This protocol is for patients with plaque psoriasis who have concomitant psoriatic arthritis — a presentation where joint and skin involvement co-exist and must be addressed together in the treatment plan.
The presence of psoriatic arthritis alongside plaque psoriasis significantly influences which biologic agent is selected. Among available biologic options, a specific class of agents is considered the preferred choice for patients with this combined presentation, given the need to manage both skin burden and active joint disease.
The preferred biologic strategy for plaque psoriasis with concomitant psoriatic arthritis involves initiating a TNF-α inhibitor — a class with long-established efficacy and regulatory approval in this combined setting. The specific agent, full sequencing, and regimen details are available in the complete protocol.

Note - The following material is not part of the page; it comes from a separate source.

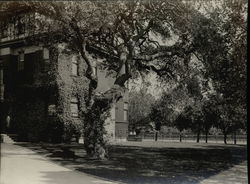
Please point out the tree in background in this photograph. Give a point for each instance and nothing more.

Treatment aims for a 75% improvement in the Psoriasis Area Severity Index (PASI 75) alongside measurable improvement in psoriatic arthritis signs and symptoms. A definitive assessment of response is generally made after 12 to 16 weeks of continuous therapy.
DOI: 10.1016/j.jaad.2018.11.057
Among the biologics TNF-a inhibitors should be considered as a preferred treatment option for patients with concomitant PsA.
All TNF-a inhibitors have long-established efficacy and FDA approval for PsA.
Definitive response (positive or negative) to treatment with most TNF-a inhibitors is best ascertained after 12 to 16 weeks of continuous therapy, except for infliximab, for which the best time is after 8 to 10 weeks.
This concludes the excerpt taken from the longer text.